Auf 450 Seiten breitet er ein Panorama aus vom jüdischen Leben in Deutschland nach der Shoa, scheut dabei nicht, den Blick auf seine Enttäuschungen und sein Liebesleben frei zugeben, auf seine geglückte Ehe und seine missglückten Affären.

An "Germanias Wangen" eingerichtet

Seligmann schreibt sich frei von der Geschichte des Vaters Ludwig, der auf der Flucht vor den Nazis nach Palästina emigrierte und im gelobten Land von Deutschland träumte. Seligmann gefällt es tatsächlich, er hat sich an "Germanias Wangen" eingerichtet. "Deutschland wird Dir gefallen", lautet der Titel der Autobiografie. Mit diesem Satz hatte Vater Seligmann versucht, dem Kind die neue Heimat schmackhaft zu machen. Es ist ein schwerer Gang von Tel Avis Sonne in die Münchner Pension "Sonnenschein". Rafael erlebt die ersten Jahre in der Bundesrepublik als bleierne Zeit zwischen dem Erlernen einer neuen Sprache und dem Muff der Nachkriegsjahre.
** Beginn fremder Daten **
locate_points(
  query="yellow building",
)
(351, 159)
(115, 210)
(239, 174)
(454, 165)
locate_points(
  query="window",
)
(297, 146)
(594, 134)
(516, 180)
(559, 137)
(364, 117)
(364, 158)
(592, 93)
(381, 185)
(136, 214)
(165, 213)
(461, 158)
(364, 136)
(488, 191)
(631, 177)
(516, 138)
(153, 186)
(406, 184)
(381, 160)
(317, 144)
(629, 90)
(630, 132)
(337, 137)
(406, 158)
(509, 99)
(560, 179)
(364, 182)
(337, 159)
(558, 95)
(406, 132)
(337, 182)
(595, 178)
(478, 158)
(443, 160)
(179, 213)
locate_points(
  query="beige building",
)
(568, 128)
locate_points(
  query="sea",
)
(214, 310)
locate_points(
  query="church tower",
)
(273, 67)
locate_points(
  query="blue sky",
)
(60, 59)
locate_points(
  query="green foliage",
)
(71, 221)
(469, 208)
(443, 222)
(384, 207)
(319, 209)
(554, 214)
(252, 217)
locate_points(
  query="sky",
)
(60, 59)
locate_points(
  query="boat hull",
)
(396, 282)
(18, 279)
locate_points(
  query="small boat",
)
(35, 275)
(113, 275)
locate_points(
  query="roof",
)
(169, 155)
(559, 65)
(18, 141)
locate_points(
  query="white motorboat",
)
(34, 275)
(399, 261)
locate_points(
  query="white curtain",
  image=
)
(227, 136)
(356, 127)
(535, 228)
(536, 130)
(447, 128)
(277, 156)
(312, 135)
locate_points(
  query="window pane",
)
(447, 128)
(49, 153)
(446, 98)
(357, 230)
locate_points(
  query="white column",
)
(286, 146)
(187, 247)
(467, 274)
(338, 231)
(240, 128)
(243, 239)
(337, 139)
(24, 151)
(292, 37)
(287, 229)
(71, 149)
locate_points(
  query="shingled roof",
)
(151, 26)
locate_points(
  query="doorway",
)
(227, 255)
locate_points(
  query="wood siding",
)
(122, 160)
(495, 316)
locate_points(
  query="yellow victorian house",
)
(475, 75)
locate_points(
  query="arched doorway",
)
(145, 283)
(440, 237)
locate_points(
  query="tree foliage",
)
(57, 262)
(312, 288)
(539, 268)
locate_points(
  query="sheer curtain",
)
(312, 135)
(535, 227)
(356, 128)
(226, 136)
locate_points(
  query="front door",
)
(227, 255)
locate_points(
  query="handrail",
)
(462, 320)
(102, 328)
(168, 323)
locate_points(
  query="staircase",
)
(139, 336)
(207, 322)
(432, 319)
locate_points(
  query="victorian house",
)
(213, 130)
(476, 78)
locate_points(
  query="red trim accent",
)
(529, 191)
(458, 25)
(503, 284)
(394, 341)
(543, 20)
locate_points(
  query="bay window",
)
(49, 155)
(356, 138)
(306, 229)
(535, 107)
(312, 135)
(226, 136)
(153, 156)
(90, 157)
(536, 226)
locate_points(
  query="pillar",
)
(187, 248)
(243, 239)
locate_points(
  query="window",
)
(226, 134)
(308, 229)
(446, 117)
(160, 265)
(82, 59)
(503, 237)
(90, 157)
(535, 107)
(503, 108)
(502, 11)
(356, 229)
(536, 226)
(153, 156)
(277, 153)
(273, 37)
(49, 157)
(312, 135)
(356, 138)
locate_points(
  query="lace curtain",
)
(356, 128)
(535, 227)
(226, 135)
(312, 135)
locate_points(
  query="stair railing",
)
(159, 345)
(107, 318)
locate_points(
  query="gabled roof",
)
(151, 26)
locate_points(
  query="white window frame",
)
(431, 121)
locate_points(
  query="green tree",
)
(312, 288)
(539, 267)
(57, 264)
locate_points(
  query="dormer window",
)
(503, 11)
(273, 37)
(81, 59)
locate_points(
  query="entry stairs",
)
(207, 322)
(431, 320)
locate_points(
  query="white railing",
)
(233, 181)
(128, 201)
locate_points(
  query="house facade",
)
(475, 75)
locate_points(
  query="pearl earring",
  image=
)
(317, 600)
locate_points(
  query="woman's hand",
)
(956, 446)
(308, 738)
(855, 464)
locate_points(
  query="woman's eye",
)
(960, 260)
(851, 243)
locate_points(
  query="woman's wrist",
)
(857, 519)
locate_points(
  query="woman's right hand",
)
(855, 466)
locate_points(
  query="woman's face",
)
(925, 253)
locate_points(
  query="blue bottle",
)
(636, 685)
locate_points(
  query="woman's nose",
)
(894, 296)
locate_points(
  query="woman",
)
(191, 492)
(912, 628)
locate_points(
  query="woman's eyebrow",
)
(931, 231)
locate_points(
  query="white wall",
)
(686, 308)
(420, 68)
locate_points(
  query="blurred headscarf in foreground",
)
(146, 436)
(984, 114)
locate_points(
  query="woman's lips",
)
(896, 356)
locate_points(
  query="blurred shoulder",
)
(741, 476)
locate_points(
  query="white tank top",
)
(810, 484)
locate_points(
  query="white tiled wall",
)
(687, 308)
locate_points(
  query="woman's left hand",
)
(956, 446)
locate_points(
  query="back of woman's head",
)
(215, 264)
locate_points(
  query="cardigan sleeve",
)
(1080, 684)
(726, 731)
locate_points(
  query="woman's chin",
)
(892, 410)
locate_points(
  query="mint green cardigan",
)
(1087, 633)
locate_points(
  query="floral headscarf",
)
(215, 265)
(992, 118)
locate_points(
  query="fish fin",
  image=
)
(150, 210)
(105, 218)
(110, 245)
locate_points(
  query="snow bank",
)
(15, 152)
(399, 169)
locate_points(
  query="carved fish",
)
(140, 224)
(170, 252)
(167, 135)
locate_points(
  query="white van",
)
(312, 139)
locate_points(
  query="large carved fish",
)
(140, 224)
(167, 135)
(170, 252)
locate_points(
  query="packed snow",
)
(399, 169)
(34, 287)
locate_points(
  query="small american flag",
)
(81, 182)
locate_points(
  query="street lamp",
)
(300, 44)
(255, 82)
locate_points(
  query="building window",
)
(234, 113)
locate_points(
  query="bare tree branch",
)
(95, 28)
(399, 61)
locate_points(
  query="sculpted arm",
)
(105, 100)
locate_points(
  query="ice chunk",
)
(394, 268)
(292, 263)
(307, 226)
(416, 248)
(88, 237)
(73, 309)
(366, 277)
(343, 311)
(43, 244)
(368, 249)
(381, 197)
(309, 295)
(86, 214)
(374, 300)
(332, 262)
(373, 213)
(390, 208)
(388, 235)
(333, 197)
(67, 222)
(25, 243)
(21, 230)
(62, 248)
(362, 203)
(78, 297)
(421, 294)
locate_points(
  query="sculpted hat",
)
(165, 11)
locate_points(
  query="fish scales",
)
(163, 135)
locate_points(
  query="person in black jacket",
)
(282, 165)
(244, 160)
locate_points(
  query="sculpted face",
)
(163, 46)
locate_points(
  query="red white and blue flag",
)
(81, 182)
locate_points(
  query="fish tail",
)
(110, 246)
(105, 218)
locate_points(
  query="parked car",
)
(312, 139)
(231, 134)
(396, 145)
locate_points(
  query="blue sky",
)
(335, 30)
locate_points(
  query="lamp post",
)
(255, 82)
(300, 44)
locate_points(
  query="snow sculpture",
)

In vielen Anekdoten schildert Seligmann die ersten Jahre in Deutschland als Kulturschock. Aber auch als er bereits ein etablierter Autor ist, wundert er sich noch, wie die Deutschen ihm begegnen - zwischen "Judenbonus" und alltäglichem Antisemitismus.

Lesenswert ist das Buch aber auch wegen der Verschmelzung von persönlicher Geschichte und Zeitgeschehen. Wenn er etwa schildert, wie sich beim Sechs-Tage-Krieg 1967 in der jüdischen Gemeinde in München "Weltuntergangsstimmung" breitmacht und der Kollege in der Lehrlingswerkstatt davon spricht, dass nun "endlich" die Juden ausgerottet werden, wird deutlich, unter welcher Spannung sich jüdisches Leben in Deutschland abspielt.

Wider die eingefahrenen Klischees

Aus dem Gefühl der Ohnmacht zieht Seligmann schon früh den Schluss, sich nicht länger demütigen zu lassen. "Ich begriff, dass dieses abwägende Einerseits-Andererseits typisch für das unterdrückte Auslandsjudentum war. Die Israelis scherten sich nicht um das Andererseits. Sie handelten bei Gefahr. Das imponierte mir." Er schlägt Mitlehrling Gerhard ins Gesicht - auch das eine Lehre aus der Geschichte. In Auschwitz, so heißt es später im Buch, seien die Juden eben nicht zur Gewaltlosigkeit erzogen worden.

Seligmann schreibt aber auch an gegen das, was er eine "spezifische Falle" der Post-Nazi-Zeit nennt - die Rolle des "Musterjuden": "Broder, Wolffsohn, Brumlik, Biller, Seligmann und die anderen Idioten können schmieren was sie wollen, die Deutschen sind darauf versessen, den Tinnef zu lesen." Fast jeder jüdische Autor erliege der Versuchung, sich gelegentlich als Gewissen Deutschlands zu gerieren, legitimiert durch den "Phantomschmerz" der fast vollständigen Erlöschung des jüdischen Lebens. Dieser "Leichenfledderei" sollten sich die Juden enthalten, sagt Seligmann - "und die Gojim sollten sich die Schadenfreude ersparen, uns dermaßen zu korrumpieren".